Site information
- Type: Military airfield
- Controlled by: United States Army Air Forces

Location
- Coordinates: 48°30′50″N 001°19′36″W﻿ / ﻿48.51389°N 1.32667°W

Site history
- Built by: IX Engineering Command
- In use: August–September 1944
- Materials: Prefabricated Hessian Surfacing (PHS)
- Battles/wars: Western Front (World War II) Northern France Campaign

= Saint James Airfield =

World War II military airfield in France

Saint James Airfield is an abandoned World War II military airfield, which is located near the commune of Saint-James in the Normandy region of northern France.

Located just outside Saint-James, the United States Army Air Force established a temporary airfield on 8 August 1944, shortly after the Allied landings in France The airfield was constructed by the IX Engineering Command, 825th Engineer Aviation Battalion.

==History==
Known as Advanced Landing Ground "A-29", the airfield consisted of a single 5000' (1500m) Prefabricated Hessian Surfacing/Compressed Earth runway aligned 13/31. In addition, tents were used for billeting and also for support facilities; an access road was built to the existing road infrastructure; a dump for supplies, ammunition, and gasoline drums, along with a drinkable water and minimal electrical grid for communications and station lighting.
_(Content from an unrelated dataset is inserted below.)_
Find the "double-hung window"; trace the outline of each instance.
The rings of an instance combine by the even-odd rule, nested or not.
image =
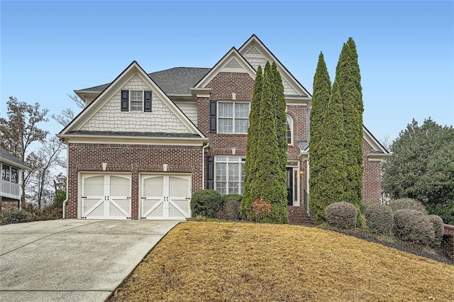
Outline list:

The 373d Fighter Group, based P-47 Thunderbolt fighters at Saint James from 19 August though 19 September 1944.

The fighter planes flew support missions during the Allied invasion of Normandy, patrolling roads in front of the beachhead; strafing German military vehicles and dropping bombs on gun emplacements, anti-aircraft artillery and concentrations of German troops in Normandy and Brittany when spotted.

After the Americans moved east into Central France with the advancing Allied Armies, the airfield was closed on 28 September 1944. Today the long dismantled airfield is indistinguishable from the agricultural fields in the area.